Job for gangster, how about autistic man?

Thomas van der Lugt and his mother, Anneloes de Groot, want the Dunedin City Council to help...
Thomas van der Lugt and his mother, Anneloes de Groot, want the Dunedin City Council to help people with disabilities gain employment. Photo by Craig Baxter.

If you can help gangsters get work, you can help people with disabilities get work.

That was the stark message delivered to the Dunedin City Council this week by a Dunedin mother fighting for the future of her 28-year-old autistic son.

Anneloes de Groot attended the council's Tuesday meeting in response to this month's Otago Daily Times report on the awarding of a council maintenance contract to Black Power member Albert Epere.

Mr Epere's contract was explained as a ''leap of faith'' by council staff, who said it was the chance he needed to turn his life around and give his children something other than gang life to aspire to.

Ms de Groot said she had nothing but praise for the council's decision to support Mr Epere, but that same support was not available for her son, Thomas van der Lugt. His moderate autism made finding work very difficult for him.

He was fit, strong, wanted to work outside, had been trained to use mowing and weed-eating equipment and his ''deepest wish'' was to one day have a part-time job, Ms de Groot said.

She and her son had tried to find him work for the last three years.

They had knocked on many doors, but no job had resulted.

''Obviously, it's been frustrating,'' Mr van der Lugt said this week.

''You almost start doubting your own abilities. You know, why can't I make this work? What am I doing wrong?''But he was still determined to have a job of his own.

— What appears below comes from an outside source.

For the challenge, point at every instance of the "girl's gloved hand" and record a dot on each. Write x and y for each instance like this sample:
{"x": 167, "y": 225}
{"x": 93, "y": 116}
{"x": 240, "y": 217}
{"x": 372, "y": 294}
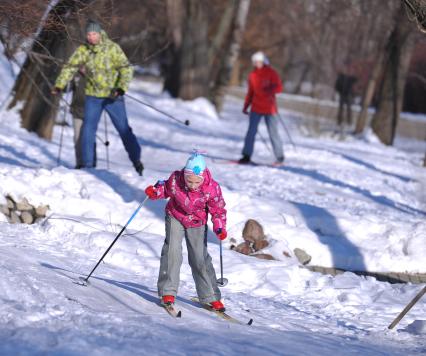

''On the days that I would be working, it would be, well, I've got something to get up for, to get ready for. You know? I can go to work.''

Mr van der Lugt said he volunteered for Mountain Biking Otago, helping to maintain its Signal Hill trails, something he enjoyed.

''The positive feeling you get out of that, seeing something creative come to life. And being part of a team, a crew, and helping on what is obviously a massive job.''

Mr van der Lugt's autism made the social aspects of a job challenging, and it was likely he would initially need more support and time from an employer than a worker without a disability, Ms de Groot said.

Much of that support would be provided, without cost to an employer, by the Mount Cargill Trust, she said.

The trust provides residential and respite care for children and adults with intellectual disabilities.

But perhaps the best way to convince private employers of the benefits of hiring people with disabilities was for the council to take the lead - like they had with Mr Epere, she said.

''My son never had a choice in getting this disability, or this disadvantage. This man did have a choice, and he decided to join a gang.

''I have asked, pleaded, and begged, but all I have been able to get [my son] is some gardening for friends.''

Many city councils in Europe were required to employ ''a certain number of people with physical and intellectual disabilities'' she said, and private employers ''tended to do that as well''.

''Could that not be a requirement for Delta, when the council awards them their contract?''

Cr Jinty MacTavish said Mrs de Groot's submission was ''very timely'' as the council was looking at its procurement policy.

''I'd very much like our new [procurement] policy to follow Europe's lead and embed consideration of broader social and environmental outcomes in future council purchasing decisions.''

At Tuesday's meeting, Mayor Dave Cull said while the council was unable to give Ms de Groot an assurance her idea would come to fruition, ''you can be assured that a conversation will be had considering your submission''.